Она съехала в начале марта, сказав, что друзья нашли ей работу и приютят у себя, пока она не подыщет себе кров. Уезжая, настояла на том, чтобы уплатить «за пользование кухней». Чтобы доехать до Восточного вокзала, вызвала такси. Куда едет, не сказала, не оставила адреса, куда можно было бы пересылать ее почту, мол, «не знаю, где буду жить». Во всяком случае, письма к ней не приходили. Шофер такси взвалил один узел на крышу, пристроил где смог чемоданы и сумки, она уехала и больше не возвращалась.
Через два месяца, 18 мая, на ее имя пришло письмо из Дордони. Хозяева долго хранили его, более года, думая, что Мариетта может к ним заглянуть, если окажется в этом районе. А потом решили вскрыть. В нем было официальное уведомление о смерти ее мужа, тридцати лет, убитого врагом. Они еще подумали, как же это печально, очень печально, но Мариетта об этом давно знала, и письмо отправилось в кухонную плиту.
В поезде, в котором они с Сильвеном возвращаются в Кап-Бретон, в английском каталоге марок Матильда добирается до буквы "М". Откинув голову на спинку скамьи, она чувствует озноб, который всегда сопровождается сильным сердцебиением, как тогда, когда выигрываешь в карты, однако сейчас это ощущение приятнее. Она благодарна себе и гордится собой. И с окрепшей надеждой смотрит, как за окном поезда к ней приближается солнце Ланд.

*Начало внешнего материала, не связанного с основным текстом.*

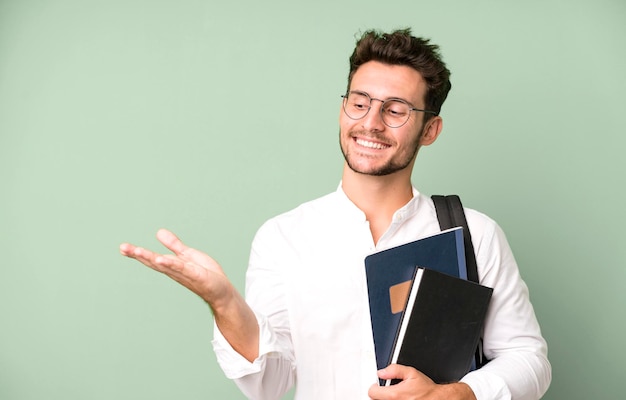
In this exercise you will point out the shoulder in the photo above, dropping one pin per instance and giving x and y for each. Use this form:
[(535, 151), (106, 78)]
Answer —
[(312, 215)]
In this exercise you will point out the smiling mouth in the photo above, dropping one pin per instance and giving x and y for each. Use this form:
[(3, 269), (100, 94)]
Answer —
[(371, 145)]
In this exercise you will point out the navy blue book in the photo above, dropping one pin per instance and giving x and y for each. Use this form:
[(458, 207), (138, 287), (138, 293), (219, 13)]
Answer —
[(389, 276), (441, 326)]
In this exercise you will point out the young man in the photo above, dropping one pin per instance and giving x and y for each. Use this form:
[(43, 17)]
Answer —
[(306, 319)]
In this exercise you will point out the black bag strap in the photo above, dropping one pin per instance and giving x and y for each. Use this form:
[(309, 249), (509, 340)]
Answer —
[(450, 215)]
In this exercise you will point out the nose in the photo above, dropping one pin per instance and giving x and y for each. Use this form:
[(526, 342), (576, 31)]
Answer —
[(373, 121)]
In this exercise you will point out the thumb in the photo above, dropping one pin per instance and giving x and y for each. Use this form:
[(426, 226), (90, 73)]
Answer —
[(394, 371)]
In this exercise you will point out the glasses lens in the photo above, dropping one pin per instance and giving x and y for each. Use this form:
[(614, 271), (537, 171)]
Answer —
[(395, 113), (356, 105)]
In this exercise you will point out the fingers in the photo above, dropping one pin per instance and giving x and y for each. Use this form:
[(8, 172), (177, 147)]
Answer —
[(151, 259), (172, 242)]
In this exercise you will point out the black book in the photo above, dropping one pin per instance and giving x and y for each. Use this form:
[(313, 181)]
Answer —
[(441, 325)]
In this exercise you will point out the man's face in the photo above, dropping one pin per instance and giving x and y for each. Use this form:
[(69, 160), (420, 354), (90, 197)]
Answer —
[(368, 145)]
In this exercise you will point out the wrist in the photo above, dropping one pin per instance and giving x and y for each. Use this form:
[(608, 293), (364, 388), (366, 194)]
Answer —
[(458, 391)]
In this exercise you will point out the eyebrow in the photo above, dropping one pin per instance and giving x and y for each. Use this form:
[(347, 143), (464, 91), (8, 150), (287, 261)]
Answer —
[(388, 98)]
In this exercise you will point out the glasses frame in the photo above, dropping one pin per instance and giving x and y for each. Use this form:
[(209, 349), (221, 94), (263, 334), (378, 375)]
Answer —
[(382, 107)]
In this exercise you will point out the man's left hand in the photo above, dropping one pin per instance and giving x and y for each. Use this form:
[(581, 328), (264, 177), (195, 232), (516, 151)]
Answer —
[(415, 385)]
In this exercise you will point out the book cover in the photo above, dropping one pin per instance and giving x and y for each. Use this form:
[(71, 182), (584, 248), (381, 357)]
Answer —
[(441, 325), (389, 275)]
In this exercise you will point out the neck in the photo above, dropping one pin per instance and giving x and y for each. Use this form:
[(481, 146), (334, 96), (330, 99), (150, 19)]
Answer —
[(379, 197)]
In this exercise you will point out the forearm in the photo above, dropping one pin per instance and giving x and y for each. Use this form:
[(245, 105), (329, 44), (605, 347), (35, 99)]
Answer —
[(238, 324)]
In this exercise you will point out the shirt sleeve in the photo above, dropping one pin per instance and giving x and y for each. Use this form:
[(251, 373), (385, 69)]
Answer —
[(519, 368), (272, 374)]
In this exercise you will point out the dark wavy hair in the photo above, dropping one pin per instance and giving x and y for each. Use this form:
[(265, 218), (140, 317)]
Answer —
[(401, 48)]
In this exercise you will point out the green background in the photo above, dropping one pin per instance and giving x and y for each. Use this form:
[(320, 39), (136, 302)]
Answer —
[(121, 117)]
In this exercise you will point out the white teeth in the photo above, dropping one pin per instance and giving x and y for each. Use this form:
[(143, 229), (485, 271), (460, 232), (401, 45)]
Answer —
[(371, 145)]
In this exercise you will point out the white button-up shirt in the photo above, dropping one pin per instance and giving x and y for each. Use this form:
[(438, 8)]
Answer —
[(306, 283)]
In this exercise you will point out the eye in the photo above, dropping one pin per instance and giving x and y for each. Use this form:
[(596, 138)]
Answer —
[(358, 101), (396, 109)]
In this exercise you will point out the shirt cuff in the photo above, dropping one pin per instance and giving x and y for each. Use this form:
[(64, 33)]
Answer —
[(234, 364), (487, 386)]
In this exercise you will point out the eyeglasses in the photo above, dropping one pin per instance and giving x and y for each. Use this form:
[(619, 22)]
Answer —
[(394, 112)]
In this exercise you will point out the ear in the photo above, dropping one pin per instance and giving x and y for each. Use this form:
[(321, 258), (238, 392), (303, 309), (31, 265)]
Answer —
[(431, 131)]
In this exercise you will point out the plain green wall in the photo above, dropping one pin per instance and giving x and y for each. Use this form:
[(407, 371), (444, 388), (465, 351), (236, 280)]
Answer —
[(120, 117)]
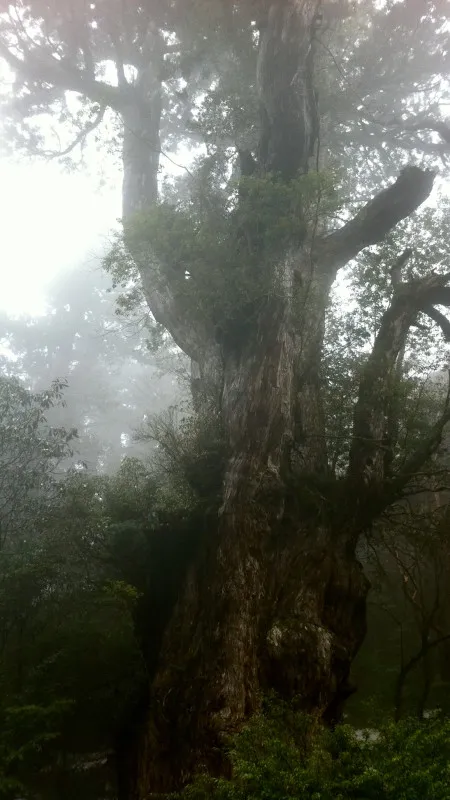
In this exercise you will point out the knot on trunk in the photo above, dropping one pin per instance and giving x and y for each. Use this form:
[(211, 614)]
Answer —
[(300, 656)]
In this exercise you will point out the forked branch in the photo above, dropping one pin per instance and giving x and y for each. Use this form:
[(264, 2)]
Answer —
[(378, 217), (367, 454)]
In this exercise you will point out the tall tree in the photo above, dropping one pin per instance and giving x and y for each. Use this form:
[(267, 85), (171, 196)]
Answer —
[(241, 278)]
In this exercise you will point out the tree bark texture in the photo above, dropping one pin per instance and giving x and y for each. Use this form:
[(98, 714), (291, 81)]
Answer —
[(275, 597)]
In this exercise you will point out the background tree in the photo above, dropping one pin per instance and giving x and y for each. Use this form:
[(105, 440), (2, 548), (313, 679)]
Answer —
[(113, 380), (241, 275)]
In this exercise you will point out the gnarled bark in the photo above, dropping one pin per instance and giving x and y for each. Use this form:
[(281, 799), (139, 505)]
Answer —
[(275, 598)]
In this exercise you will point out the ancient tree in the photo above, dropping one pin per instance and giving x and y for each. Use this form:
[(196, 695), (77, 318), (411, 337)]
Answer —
[(274, 597)]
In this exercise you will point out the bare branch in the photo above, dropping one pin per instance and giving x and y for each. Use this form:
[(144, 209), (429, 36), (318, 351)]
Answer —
[(440, 320), (376, 219), (39, 66), (426, 449), (367, 454), (81, 136)]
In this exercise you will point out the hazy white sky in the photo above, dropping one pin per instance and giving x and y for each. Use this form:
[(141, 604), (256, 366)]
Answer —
[(49, 220)]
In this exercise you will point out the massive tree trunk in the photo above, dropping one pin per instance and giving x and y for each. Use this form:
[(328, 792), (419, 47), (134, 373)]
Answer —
[(275, 597)]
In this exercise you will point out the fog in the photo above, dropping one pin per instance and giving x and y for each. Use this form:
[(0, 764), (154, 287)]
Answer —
[(58, 315)]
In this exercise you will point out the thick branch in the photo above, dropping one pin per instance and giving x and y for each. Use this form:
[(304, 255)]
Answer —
[(377, 218), (367, 456), (40, 66), (425, 450), (80, 137), (440, 320)]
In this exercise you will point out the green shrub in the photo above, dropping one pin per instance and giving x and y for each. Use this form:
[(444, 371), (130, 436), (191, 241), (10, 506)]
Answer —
[(283, 755)]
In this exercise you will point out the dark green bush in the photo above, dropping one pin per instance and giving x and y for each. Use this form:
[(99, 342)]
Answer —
[(282, 755)]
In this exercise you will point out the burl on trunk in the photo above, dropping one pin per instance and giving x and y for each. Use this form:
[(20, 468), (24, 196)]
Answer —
[(275, 597)]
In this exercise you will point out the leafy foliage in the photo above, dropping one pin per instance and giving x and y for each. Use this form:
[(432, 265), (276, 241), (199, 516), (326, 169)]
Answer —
[(284, 755)]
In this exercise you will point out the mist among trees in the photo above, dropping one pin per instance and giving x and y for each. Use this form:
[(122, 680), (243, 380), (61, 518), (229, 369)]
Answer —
[(224, 525)]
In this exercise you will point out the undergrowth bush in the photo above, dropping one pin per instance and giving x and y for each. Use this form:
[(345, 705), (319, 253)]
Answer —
[(283, 755)]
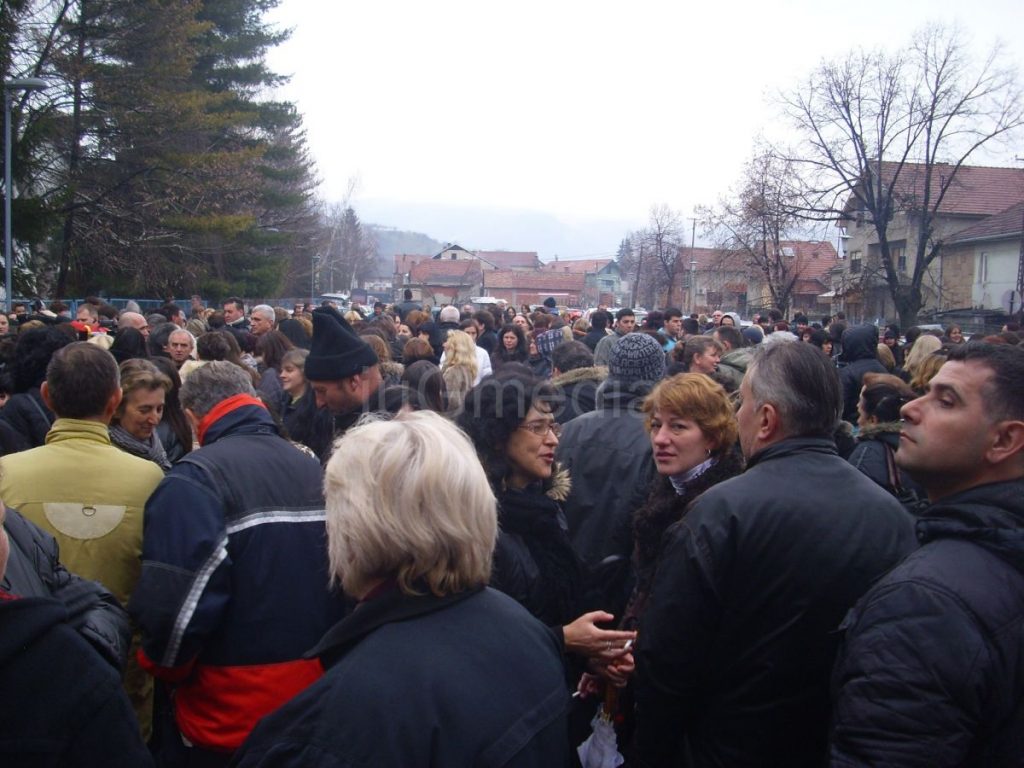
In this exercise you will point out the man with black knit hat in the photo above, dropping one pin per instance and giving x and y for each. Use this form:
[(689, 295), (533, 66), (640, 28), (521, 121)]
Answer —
[(342, 369)]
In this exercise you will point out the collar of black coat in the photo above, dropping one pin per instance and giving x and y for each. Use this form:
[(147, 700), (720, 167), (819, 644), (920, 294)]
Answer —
[(596, 374), (393, 605), (990, 516), (794, 445)]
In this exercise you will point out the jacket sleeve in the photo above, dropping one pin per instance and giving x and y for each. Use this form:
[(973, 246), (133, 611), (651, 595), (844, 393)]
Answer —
[(677, 634), (908, 686), (92, 610), (184, 587)]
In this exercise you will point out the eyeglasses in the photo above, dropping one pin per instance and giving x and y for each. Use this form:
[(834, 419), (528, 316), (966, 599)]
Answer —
[(540, 428)]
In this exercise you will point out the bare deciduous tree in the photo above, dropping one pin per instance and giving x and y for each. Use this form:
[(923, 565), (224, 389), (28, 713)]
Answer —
[(886, 135)]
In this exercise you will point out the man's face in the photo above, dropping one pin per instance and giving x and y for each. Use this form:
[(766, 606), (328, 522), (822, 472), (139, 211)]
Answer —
[(334, 395), (179, 347), (83, 315), (946, 431), (231, 312), (258, 325), (674, 327)]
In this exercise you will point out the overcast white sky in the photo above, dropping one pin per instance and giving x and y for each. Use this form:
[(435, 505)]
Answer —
[(580, 110)]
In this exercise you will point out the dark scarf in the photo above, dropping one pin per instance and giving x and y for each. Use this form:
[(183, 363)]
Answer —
[(153, 450), (666, 507), (538, 520)]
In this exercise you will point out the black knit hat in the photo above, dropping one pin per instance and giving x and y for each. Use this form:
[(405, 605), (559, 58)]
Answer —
[(337, 351)]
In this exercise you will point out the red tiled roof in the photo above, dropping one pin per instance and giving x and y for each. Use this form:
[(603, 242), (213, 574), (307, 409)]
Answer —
[(570, 266), (535, 281), (1001, 225), (976, 190), (404, 261), (509, 259), (432, 270)]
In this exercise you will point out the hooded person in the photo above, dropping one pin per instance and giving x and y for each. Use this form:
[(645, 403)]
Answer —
[(860, 355), (342, 369), (607, 453)]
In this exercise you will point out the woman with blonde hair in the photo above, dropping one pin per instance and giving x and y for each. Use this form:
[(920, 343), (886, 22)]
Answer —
[(459, 368), (923, 347), (133, 428), (412, 524)]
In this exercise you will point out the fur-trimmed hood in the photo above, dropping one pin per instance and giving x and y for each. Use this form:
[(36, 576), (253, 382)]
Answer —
[(596, 374)]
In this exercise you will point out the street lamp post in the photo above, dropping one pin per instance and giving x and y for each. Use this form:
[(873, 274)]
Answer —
[(9, 86)]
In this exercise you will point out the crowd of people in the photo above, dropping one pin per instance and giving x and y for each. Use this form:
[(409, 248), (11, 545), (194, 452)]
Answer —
[(396, 538)]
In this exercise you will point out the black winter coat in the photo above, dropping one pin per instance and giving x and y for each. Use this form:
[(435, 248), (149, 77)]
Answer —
[(34, 569), (26, 421), (61, 704), (467, 679), (932, 669), (607, 453), (870, 457), (737, 641), (860, 355)]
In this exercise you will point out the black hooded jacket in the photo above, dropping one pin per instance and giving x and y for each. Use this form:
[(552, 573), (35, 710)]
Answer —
[(932, 670), (860, 355), (62, 705)]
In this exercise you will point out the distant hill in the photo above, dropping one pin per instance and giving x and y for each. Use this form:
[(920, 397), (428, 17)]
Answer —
[(391, 242)]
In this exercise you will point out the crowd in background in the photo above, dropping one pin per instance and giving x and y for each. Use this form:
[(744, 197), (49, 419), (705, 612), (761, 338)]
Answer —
[(691, 522)]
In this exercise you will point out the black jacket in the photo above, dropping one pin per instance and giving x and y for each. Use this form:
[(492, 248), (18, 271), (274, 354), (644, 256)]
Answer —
[(860, 355), (61, 704), (579, 387), (738, 638), (535, 563), (467, 679), (875, 456), (607, 454), (932, 670), (26, 421), (34, 569)]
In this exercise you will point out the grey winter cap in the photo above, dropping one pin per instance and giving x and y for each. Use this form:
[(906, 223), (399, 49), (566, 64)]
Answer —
[(636, 357)]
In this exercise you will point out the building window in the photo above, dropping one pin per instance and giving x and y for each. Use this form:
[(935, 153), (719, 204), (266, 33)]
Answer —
[(899, 257)]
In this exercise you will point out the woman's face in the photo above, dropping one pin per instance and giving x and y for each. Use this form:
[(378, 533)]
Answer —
[(706, 361), (531, 456), (143, 410), (678, 443), (292, 380)]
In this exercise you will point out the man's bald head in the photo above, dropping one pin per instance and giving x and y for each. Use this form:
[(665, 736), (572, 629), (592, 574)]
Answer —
[(136, 321)]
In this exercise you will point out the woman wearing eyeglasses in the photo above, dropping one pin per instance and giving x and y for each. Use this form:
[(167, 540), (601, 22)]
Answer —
[(509, 419)]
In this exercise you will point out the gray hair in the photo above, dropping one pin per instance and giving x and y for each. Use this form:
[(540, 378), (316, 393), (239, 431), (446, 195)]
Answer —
[(803, 385), (265, 311), (214, 382), (409, 499)]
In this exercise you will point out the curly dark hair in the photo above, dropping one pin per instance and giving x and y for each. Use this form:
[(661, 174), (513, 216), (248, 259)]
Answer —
[(495, 409), (521, 351), (33, 352)]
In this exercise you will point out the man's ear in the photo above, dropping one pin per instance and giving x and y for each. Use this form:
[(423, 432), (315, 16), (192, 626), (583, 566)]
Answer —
[(1008, 441), (194, 420), (768, 422)]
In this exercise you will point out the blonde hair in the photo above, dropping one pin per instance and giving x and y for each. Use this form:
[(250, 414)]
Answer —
[(460, 349), (700, 399), (407, 499), (923, 347)]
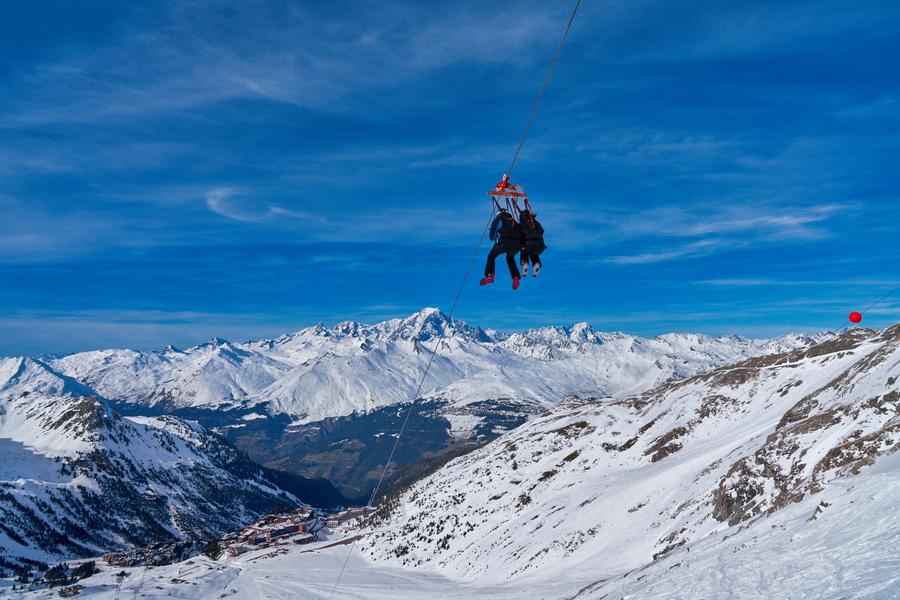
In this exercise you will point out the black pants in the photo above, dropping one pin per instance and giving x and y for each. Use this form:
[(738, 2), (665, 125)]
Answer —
[(531, 251), (503, 248)]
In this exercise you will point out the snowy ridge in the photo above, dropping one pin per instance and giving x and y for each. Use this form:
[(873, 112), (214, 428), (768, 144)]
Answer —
[(324, 372), (598, 488), (77, 479)]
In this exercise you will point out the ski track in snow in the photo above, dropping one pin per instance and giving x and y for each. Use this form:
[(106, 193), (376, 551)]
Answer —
[(798, 449)]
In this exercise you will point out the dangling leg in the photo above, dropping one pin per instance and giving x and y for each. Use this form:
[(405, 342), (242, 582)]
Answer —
[(489, 268), (534, 253), (513, 269)]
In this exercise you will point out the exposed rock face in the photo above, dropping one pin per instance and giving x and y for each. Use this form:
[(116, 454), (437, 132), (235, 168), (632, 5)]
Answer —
[(624, 482)]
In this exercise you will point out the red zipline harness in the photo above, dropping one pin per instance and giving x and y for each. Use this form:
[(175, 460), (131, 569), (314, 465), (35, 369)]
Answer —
[(511, 193)]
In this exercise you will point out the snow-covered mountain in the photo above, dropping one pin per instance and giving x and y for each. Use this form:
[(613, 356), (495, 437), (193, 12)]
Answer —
[(597, 490), (324, 402), (776, 478), (77, 479), (325, 372)]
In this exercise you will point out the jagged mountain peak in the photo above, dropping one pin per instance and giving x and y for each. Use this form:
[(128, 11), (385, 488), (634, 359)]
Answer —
[(623, 482), (320, 371)]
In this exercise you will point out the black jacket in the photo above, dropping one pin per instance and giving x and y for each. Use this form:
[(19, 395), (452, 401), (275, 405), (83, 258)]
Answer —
[(505, 229)]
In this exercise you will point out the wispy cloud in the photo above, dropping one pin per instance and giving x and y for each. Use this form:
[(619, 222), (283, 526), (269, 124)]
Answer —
[(234, 204)]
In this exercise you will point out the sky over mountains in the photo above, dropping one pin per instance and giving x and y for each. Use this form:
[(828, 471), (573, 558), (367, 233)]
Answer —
[(177, 170)]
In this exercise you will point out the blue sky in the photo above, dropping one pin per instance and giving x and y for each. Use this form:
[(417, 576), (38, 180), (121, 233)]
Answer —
[(173, 171)]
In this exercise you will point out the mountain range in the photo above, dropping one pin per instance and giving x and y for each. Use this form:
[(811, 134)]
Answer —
[(614, 493), (324, 402)]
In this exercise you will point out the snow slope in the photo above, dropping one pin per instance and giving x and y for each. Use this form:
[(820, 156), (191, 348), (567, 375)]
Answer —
[(776, 478), (325, 372), (77, 479)]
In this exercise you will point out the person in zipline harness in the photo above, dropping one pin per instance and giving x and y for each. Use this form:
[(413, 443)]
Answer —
[(507, 238), (532, 243)]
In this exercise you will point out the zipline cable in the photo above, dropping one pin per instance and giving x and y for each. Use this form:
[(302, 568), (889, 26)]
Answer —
[(409, 410), (540, 97), (459, 291)]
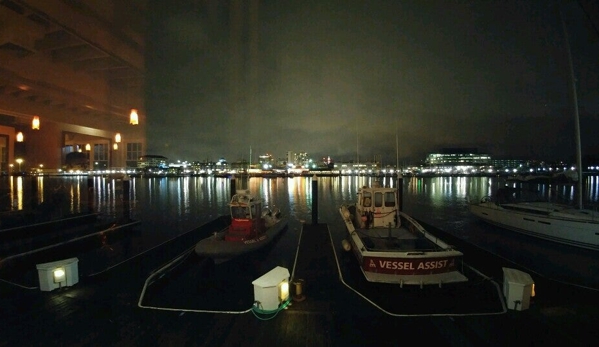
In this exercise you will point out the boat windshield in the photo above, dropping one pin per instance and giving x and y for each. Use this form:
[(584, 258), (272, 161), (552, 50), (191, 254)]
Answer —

Сильвен был в разлуке с Бенедиктой шесть недель. Он соскучился по ней и по их стычкам. При встрече оба явно испытывают смущение. Бенедикта говорит: «Я уж и забыла, что ты такой красивый мужчина». А наш весельчак не знает, куда деть руки, разглаживает рыжеватые усы, расстегивает жесткий воротничок и срывает галстук.